Lembrava o dia em que a conhecera e até que fugiram juntos para mostrar ao sogro que se amavam e queriam casar-se.
Credo com os ciumes dela!
Uma vida...
E passava assim na sua cabeça, aquele emaranhado de pensamentos meio desconexos, meio apressados, meio querendo guardar para sempre no mais recôndito da alma.
Afora a luta pela sobrevivência, ainda achara muito tempo para muitos deslizes, outras mulheres, gostava delas. Bebida também. Bebia sempre.
Eram ambas coisas tão fáceis, pensava. Bastava uma nota qualquer, às vezes, nem isso.
Lhe veio à tona aquele acidente com o caminhão, um corpo caído no asfalto:
- "Assassino! Assassino! Você me matou..."
De qualquer forma, fora mesmo sua culpa; quem dirigia o caminhão era ele.
De repente, achou que não aguentaria mais correr.
Aquele homem em seu encalço, quase lhe alcançando, quase lhe estrangulando, os olhos puxados; pode ver que era um japonês que suava encarniçado, querendo beber do seu sangue.
Provavelmente algum amante traído, pensara.
Foi então que caiu desfalecido.
E então aquele homem, o japonês, se apossou de sua vida como se fora Deus, abatendo-a.
Nem a Polícia e nem a Justiça do lugar se prenderam ao caso. Assassinato era coisa rara naquele fim de mundo e os policiais só deixavam seu baralhinho na mesa para atender casos banais e corriqueiros de brigas de casais, bêbados barulhentos, prostitutas fazendo farra na rua.
Ficou por assim mesmo.
Morte natural.
Apenas morte natural.
Sinal nenhum no corpo, sinal algum nos órgãos levados ao IML de São Paulo.
Nada!
Onde já se viu morte natural, sem causa, para um rapaz robusto e forte como ele, 36 anos apenas, cheio de vida e energia?
Mas a vida e a morte são dons de Deus, só a ele pertence a história de cada ser humano.
Que Deus esteja para sempre com aquelas crianças sem o pai adorado, tão desiludidas.

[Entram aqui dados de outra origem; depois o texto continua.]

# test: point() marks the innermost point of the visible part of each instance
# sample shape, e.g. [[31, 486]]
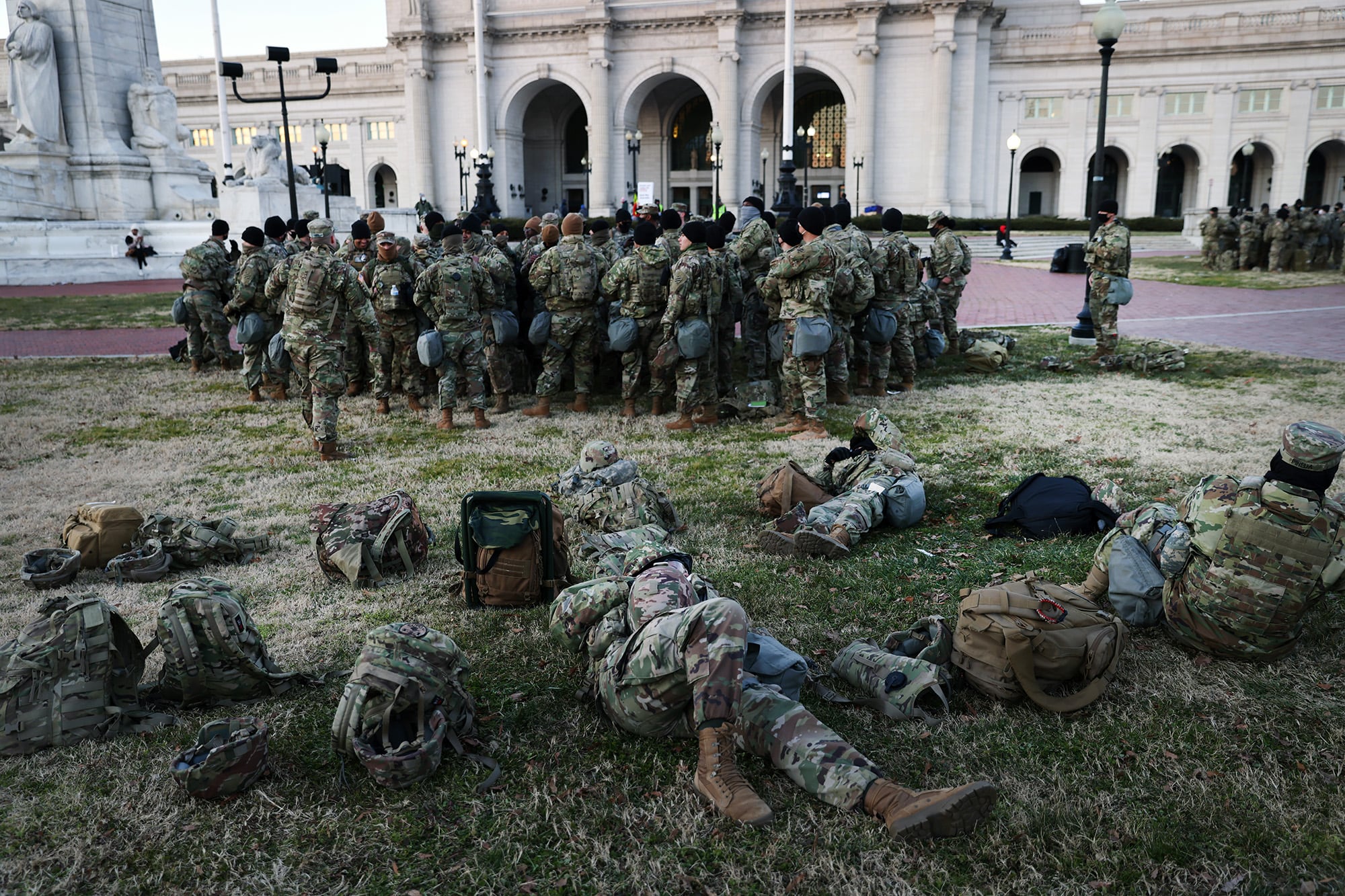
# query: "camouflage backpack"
[[72, 676], [371, 544], [192, 544], [213, 651], [403, 701]]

Que Deus jamais se desligue delas.
Que o futuro delas seja repleto de paz, conforto e felicidade, para que estes sentimentos ofusquem sempre a felicidade dos filhos daqueles que negaram ajuda a seu pai.

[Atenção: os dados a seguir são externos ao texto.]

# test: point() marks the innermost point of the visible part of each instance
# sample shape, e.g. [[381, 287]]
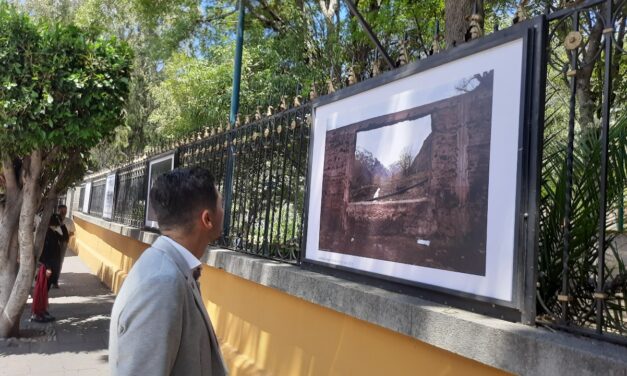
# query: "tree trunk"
[[31, 194], [456, 23]]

Que à hora da ceia, os filhos daqueles, um dia não tenham o que há muito custo o pai morto conseguira dar aos seus, com trabalho, suor e o muito de amor que lhes nutria.
Que estas crianças sejam testemunhas do mal que se há de abater sobre o lar daquele homem assassino.
Estas crianças que, de repente, se viram sem o companheirismo do pai, sem os beijos do pai, sem ouvir suas estorinhas, sem rir do seu humor ou de sua roupa suja de graxa do caminhão, sem o ídolo de todos os dias, sem poder dizer mais uma vez:
- Papai, boa noite!
- Papai, me leva junto!
- Benção, pai!
- Ah, vá se danar!
Que não haja paz nem permissão para que aquele homem viva mais, porque a mão que corta pesará, a vingança endoidará e o crime não pode ter perdão.